When they lost the magazine licences, the company *should* have gone under. Most companies would have. They'd taken people's money for subscriptions and could no longer deliver. Refunds would wipe them out. But because of their reputation they managed to convert the subscribers over to their AP line.
As for WotC's reputation, they earned that as well. WotC started as the great saviour of D&D. They released the well appreciated 3rd Edition and gave people as many planned 2e books as they could. And they defied expectations by not turning D&D into a collectible card game. The books looked great, the production values were excellent, and the OGL made them loved by many. WotC was very well respected. (Compared to T$R it was hard not to look good.) Since then this has changed dramatically. And WotC only has themselves to blame. While not all the hate is warranted, a fair amount is, and WotC has made their share of blunders.
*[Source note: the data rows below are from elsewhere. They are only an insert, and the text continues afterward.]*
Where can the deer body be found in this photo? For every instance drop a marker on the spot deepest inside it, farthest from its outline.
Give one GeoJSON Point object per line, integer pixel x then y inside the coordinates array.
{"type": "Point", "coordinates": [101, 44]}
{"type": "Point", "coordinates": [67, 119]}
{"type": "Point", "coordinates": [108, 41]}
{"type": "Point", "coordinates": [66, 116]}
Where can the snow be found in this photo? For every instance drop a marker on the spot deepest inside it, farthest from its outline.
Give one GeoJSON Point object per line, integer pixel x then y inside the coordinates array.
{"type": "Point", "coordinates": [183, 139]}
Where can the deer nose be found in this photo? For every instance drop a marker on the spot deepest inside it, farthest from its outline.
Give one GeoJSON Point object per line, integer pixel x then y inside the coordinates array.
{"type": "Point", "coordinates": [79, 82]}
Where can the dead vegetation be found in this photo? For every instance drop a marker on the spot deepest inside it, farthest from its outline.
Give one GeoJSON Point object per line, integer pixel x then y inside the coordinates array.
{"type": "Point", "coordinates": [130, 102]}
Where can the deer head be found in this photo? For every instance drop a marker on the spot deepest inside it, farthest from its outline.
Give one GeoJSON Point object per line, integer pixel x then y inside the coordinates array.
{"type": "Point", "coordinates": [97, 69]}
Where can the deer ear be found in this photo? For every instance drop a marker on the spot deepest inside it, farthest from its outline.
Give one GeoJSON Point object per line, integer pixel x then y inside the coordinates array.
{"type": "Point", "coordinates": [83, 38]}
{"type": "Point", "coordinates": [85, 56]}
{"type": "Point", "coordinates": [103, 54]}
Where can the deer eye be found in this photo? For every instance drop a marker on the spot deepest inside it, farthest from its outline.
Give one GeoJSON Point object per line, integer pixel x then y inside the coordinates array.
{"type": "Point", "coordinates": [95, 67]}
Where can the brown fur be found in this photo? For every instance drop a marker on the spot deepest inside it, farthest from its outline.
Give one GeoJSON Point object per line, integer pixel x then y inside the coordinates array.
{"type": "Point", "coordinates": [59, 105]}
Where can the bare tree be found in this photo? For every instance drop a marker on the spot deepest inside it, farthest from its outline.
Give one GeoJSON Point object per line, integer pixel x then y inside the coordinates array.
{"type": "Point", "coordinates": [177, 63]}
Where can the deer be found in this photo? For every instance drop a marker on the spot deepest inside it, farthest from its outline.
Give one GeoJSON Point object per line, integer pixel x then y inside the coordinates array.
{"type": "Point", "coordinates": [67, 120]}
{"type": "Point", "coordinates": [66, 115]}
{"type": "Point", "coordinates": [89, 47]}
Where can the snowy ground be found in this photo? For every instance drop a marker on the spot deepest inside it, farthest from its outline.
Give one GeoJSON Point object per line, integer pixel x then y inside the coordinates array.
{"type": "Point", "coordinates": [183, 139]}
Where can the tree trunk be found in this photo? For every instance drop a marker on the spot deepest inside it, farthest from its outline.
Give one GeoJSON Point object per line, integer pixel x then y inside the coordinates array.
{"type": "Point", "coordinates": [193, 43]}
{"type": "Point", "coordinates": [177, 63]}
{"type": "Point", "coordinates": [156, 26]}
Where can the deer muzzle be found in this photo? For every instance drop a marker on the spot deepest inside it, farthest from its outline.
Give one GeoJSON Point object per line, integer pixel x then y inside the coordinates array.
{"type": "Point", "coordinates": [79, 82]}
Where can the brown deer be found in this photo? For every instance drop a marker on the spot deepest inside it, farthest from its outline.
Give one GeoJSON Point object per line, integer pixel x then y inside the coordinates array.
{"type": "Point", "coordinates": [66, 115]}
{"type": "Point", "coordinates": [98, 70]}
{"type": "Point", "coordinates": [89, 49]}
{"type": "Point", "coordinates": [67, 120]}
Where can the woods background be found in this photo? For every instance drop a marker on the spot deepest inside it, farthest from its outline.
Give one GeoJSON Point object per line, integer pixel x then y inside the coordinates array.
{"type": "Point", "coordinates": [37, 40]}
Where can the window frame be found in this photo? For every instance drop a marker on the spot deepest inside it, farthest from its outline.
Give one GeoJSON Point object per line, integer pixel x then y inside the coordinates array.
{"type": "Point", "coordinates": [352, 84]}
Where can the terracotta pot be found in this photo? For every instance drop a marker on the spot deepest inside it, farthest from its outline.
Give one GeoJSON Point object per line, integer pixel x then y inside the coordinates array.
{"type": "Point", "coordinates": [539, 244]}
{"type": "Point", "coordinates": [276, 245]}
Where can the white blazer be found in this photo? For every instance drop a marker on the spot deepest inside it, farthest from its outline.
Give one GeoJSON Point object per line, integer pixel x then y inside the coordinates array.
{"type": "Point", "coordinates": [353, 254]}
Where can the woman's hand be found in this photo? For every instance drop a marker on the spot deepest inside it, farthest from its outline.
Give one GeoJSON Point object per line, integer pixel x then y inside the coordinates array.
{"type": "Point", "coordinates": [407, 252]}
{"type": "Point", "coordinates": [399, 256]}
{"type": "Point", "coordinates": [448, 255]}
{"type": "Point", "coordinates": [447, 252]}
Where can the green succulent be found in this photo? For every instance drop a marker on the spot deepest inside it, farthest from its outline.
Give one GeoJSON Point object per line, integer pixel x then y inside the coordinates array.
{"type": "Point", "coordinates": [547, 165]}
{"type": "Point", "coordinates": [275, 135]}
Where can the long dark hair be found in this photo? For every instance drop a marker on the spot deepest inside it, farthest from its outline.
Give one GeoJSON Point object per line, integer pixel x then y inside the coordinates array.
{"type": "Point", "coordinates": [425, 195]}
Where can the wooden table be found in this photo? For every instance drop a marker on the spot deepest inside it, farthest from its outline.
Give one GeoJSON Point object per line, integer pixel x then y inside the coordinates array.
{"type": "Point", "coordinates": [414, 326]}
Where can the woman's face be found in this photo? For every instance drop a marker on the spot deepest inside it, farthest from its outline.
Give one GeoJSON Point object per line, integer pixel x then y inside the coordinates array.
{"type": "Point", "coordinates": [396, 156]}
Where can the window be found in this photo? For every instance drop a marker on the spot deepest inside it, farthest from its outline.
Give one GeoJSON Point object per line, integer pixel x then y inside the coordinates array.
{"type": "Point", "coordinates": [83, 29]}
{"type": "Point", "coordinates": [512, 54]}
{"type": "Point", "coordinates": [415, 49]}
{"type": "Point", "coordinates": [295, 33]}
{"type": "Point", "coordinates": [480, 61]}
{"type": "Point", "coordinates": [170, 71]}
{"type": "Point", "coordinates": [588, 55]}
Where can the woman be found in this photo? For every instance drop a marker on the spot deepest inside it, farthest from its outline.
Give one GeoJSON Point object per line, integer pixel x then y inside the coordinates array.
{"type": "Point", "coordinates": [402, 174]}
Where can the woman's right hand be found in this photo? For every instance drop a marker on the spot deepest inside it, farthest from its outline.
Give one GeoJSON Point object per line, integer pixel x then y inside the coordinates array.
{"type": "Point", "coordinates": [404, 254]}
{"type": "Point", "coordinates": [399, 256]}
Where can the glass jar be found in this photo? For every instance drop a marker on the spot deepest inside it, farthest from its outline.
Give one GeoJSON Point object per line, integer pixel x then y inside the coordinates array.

You know what, if there had been no OGL we as a community would be better off... all those people who wrote d20 stuff could have come up with there own games and we would have more diversity, and no pathfinder to compete with D&D and no one ever again getting in my face to tell me how 'great piazo is and how horrable wotc is'
Maybe.
The OGL did great things for D&D in the early days. It allowed some great talent to make their mark and produce some content. Instead of generating competing content, for a time everyone was making products that funnelled sales and attention towards D&D.
If not for the OGL, 3e might have attracted less attention and the talent pool interested in D&D would have instead been focused on making competing games and products.

After all, Mike Mearls, Jeremy Crawford, and Robert J. Schwab all owe their careers in part to the OGL.